Wednesday, May 14, 2008 12:00 PM EDT

As with any installation of new leadership, there is a great deal of pomp and ceremony, and academic institutions may do it more than any other. The inauguration of Dr. Daniel Paul Larson as Cayuga Community College's seventh president, was no different. If there was one theme of the day, it was the role of Larson as the “conductor” of Cayuga County's only two-year institution of higher learning.
Numerous representatives welcomed Larson “officially” (he has been at the college since last August) in the 90-minute ceremony. One of the finest came from English professor Howard Nelson, who represented the college's faculty, who started his comments quoting Ralph Waldo Emerson's Phi Beta Kappa address at Harvard in 1837, which he called “The American Scholar” and clearly outlined the role higher education can play in society.

Emerson said “Colleges ... have their indispensable office - to teach elements. But they can only highly serve us, when they aim not to drill, but to create; when they gather from far every ray of various genius to their hospitable halls, and, by the concentrated fires, set the hearts of their youth on flame.”

It has likely never been said as well since on the role of colleges, such as Cayuga.

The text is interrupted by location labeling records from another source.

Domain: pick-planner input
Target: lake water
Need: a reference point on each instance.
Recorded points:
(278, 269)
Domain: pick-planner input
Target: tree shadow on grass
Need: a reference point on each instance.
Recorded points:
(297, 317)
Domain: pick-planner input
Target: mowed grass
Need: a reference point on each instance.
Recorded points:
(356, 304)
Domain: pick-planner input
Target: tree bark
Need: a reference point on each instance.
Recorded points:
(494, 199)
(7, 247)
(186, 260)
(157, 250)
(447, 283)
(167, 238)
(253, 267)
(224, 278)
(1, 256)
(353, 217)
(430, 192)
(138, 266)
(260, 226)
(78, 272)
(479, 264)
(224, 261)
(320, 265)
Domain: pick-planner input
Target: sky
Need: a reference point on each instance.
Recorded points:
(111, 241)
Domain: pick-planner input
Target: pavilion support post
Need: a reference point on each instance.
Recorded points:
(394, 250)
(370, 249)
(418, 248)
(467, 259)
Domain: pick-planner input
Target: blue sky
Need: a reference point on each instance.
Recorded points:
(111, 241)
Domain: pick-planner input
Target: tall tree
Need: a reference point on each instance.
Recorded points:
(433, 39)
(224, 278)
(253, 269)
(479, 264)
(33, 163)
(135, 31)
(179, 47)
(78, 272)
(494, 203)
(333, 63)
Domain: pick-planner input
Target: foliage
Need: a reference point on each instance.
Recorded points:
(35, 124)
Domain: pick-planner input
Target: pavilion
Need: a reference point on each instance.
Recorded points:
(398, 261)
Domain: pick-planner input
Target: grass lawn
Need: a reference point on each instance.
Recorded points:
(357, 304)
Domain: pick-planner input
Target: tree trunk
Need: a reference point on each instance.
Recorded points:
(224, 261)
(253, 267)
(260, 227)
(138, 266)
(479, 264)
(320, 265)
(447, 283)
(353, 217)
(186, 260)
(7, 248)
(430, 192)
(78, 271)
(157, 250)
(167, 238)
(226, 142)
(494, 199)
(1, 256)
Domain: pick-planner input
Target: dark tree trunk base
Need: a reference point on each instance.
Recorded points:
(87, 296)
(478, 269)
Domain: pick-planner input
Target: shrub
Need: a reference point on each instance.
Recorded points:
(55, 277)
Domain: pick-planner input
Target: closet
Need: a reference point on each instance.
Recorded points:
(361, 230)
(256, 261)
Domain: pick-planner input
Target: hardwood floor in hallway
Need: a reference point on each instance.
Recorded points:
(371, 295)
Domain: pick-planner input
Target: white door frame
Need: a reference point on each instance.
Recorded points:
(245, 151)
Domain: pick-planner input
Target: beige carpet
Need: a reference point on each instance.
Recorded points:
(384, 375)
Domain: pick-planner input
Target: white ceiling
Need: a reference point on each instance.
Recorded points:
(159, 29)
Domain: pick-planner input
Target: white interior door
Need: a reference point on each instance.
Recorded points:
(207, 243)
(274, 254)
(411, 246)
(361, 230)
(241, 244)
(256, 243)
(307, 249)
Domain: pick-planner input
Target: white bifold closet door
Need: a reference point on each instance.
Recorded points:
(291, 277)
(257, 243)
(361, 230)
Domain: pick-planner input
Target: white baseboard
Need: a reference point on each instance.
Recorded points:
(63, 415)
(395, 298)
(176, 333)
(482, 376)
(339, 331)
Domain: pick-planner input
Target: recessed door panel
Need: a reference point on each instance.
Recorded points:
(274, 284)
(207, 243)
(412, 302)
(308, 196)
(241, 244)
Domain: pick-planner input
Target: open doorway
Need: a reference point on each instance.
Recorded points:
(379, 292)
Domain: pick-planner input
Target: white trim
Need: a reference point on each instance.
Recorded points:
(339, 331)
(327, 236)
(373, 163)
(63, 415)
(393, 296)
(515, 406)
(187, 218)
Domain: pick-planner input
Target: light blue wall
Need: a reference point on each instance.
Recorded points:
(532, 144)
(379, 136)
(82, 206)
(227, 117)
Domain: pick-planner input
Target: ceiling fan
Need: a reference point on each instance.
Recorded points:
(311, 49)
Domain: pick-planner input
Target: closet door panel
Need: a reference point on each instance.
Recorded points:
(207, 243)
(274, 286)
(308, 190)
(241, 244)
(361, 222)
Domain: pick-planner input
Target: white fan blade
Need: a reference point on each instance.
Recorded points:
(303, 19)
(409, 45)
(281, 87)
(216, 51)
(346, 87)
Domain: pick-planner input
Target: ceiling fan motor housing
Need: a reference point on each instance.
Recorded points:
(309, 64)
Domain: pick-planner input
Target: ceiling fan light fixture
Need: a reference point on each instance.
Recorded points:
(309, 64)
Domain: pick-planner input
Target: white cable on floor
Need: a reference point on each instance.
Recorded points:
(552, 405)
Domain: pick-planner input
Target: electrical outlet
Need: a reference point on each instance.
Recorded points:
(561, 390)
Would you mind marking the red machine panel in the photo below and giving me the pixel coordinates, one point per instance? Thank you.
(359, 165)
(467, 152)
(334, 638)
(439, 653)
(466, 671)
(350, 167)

Larson comes to Cayuga with a doctorate of music art, among his other academic credentials. The kickoff of the two-day celebration was a concert that featured the Syracuse Symphony Orchestra string quartet and his own baritone performances of several favorites, including “Ol' Man River” from “Showboat” and “Bring Him Home” from “Les Miserables.”

The music theme carried on the next day with the ceremony attended by not only the college's staff and students, but other members of higher education, the community and political world. More than passing reference was made to Larson's role as “conductor.” But it may have again been Nelson who tied it all together better than anyone with a piece he wrote reflecting Emerson's themes:

“In education, in an institution, we can't expect the perfection that music can approach, but still, a college is a kind of choir. Dr. Larson, direct us, bringing together our various talents into a collective creative process larger and subtler than the sum of its parts, that honors individuality, and self-reliance, that brings out something good in each and all. A kind of music, just as learning is a kind of fire. Dr. Larson, we wish you well.”

If any of this is accomplished during Larson's tenure at CCC, then that institution and the community as a whole will be all the better.